Optimizing Real-Time ECG Data Transmission in Constrained Environments
ECG real-time transmission , Lossless compression , ECG in constrained environments , Power consumption optimization , Adaptive ECG leads selection
ECG monitoring systems have a significant role in detecting cardiovascular diseases and reducing the rate of sudden cardiac deaths through early warnings for heart attacks. One of the critical factors in supporting real-time ECG tracking is to guarantee monitoring system availability. This thesis focuses on battery life extension for a 12 Lead ECG patch utilizing compression and classification approaches. In the compression approach, the ECG patch operational hours are extended by reducing the data size of captured ECG signals to minimize the Bluetooth Low Energy communication airtime and the overall transmission power. Huffman, delta, and base-delta lossless compression techniques are implemented on a Texas Instruments CC2650 Micro-controller Unit using different sampling rates, normal, and abnormal cardiac conditions.

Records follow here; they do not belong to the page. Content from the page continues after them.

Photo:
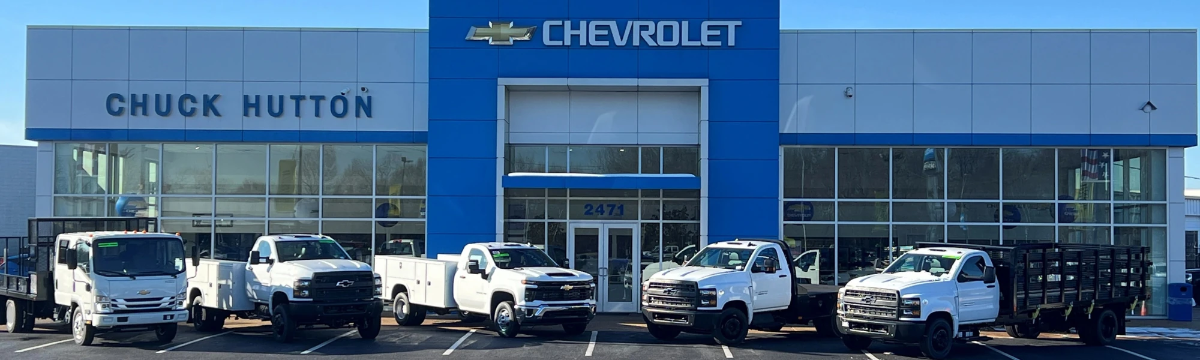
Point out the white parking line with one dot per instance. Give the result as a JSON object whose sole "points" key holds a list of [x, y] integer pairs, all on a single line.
{"points": [[995, 349], [328, 342], [457, 343], [1131, 353], [592, 345], [42, 346], [191, 342]]}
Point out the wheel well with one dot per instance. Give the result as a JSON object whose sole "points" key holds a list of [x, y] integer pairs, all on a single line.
{"points": [[737, 305], [497, 298]]}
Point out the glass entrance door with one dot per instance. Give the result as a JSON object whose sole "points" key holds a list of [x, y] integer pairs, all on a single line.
{"points": [[610, 252]]}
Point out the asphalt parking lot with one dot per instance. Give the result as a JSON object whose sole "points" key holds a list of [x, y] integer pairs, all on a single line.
{"points": [[609, 337]]}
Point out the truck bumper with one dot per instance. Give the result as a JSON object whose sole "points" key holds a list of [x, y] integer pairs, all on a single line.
{"points": [[113, 321], [888, 330], [556, 315], [694, 321], [319, 312]]}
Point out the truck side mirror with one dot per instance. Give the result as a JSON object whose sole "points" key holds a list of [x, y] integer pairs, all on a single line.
{"points": [[196, 256], [72, 258]]}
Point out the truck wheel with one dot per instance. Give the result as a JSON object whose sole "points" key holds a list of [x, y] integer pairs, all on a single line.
{"points": [[856, 342], [407, 315], [505, 319], [166, 333], [731, 328], [575, 329], [1023, 330], [663, 333], [1099, 330], [939, 340], [369, 328], [81, 331], [283, 327]]}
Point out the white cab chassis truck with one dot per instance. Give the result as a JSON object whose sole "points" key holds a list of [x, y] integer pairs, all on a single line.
{"points": [[515, 286], [291, 281], [731, 287], [97, 281], [943, 293]]}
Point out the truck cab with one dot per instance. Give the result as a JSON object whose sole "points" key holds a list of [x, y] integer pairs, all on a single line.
{"points": [[731, 287], [108, 281]]}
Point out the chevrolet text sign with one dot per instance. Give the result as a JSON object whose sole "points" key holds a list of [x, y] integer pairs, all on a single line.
{"points": [[610, 33]]}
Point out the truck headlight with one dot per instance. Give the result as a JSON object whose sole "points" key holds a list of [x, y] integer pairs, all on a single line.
{"points": [[707, 298], [910, 307], [300, 288]]}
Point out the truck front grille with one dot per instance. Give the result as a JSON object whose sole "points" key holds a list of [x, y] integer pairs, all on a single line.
{"points": [[561, 291], [672, 295], [342, 286]]}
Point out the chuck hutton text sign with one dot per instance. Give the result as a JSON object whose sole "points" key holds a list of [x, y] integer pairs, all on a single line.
{"points": [[611, 33], [187, 105]]}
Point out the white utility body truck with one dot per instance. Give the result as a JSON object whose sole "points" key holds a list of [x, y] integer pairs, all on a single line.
{"points": [[291, 281], [101, 281], [943, 293], [513, 285], [731, 287]]}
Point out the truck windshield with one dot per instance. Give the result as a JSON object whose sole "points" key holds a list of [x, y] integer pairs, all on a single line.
{"points": [[721, 258], [137, 257], [522, 258], [311, 250], [934, 264]]}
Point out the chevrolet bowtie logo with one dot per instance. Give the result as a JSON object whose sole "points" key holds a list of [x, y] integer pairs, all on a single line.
{"points": [[501, 33]]}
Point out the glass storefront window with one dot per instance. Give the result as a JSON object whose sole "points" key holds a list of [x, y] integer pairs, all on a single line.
{"points": [[240, 169], [187, 168], [863, 173], [1029, 174], [400, 171], [973, 173], [347, 169], [81, 168], [295, 169]]}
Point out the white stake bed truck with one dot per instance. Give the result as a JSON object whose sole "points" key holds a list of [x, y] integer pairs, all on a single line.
{"points": [[946, 293], [97, 280], [513, 285], [289, 281], [732, 287]]}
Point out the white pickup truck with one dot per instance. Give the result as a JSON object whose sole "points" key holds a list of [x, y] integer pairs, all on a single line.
{"points": [[513, 285], [732, 287], [945, 293], [291, 281]]}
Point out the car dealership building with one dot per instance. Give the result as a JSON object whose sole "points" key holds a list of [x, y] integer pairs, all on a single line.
{"points": [[622, 135]]}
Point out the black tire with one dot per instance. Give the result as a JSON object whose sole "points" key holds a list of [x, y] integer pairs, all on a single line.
{"points": [[663, 333], [731, 328], [369, 328], [81, 331], [1023, 330], [1101, 329], [166, 333], [856, 342], [504, 317], [283, 325], [406, 313], [826, 327], [575, 329], [939, 340], [15, 316]]}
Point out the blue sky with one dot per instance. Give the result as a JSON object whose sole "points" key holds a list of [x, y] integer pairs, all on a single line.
{"points": [[413, 15]]}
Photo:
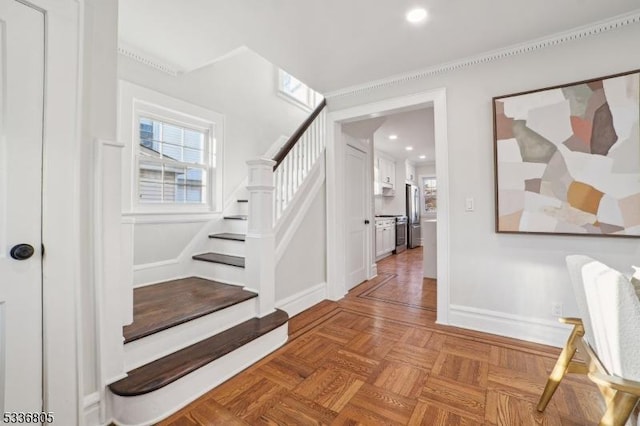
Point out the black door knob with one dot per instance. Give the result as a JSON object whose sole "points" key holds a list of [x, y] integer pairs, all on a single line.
{"points": [[22, 251]]}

The algorithms are evaluated in terms of compression ratio, execution time, and power consumption of the ECG patch. The computer-aided interpretation of ECG signals has become a pivotal tool for physicians in the clinical assessment of cardiovascular diseases during the last decade. Therefore, computerized diagnosis systems depend heavily on machine learning and deep learning models to guarantee high classification accuracy. With the classification approach, we target effective power consumption by controlling the ECG patch mode of operation to reduce the need for a full-fidelity ECG signal. We use a binary classifier to inform the decision to switch between different operational strategies. In addition, we provide a new approach to support energy-efficient ECG monitoring in real-time through the adaptive selection of ECG leads after applying multi-class classification to the raw ECG signals. We deploy CNN model scenarios on MIT-BIH and CODE-test datasets and adjust the number of ECG streamed channels to 1,4, and 8, based on the detected cardiac abnormalities, such as arrhythmias and heart blocks. Our findings show that the base-delta encoding technique outperforms other compression techniques and achieves 70\% data compression on normal ECG data, and up to 50\% on abnormal ECG data with 24 ms. The adaptive selection of ECG channels with CNN models on 1 and 12 leads achieves 77.7\% power saving in the normal cardiac condition and up to 55.5\% for the heart blocks, sinus bradycardia, and sinus tachycardia.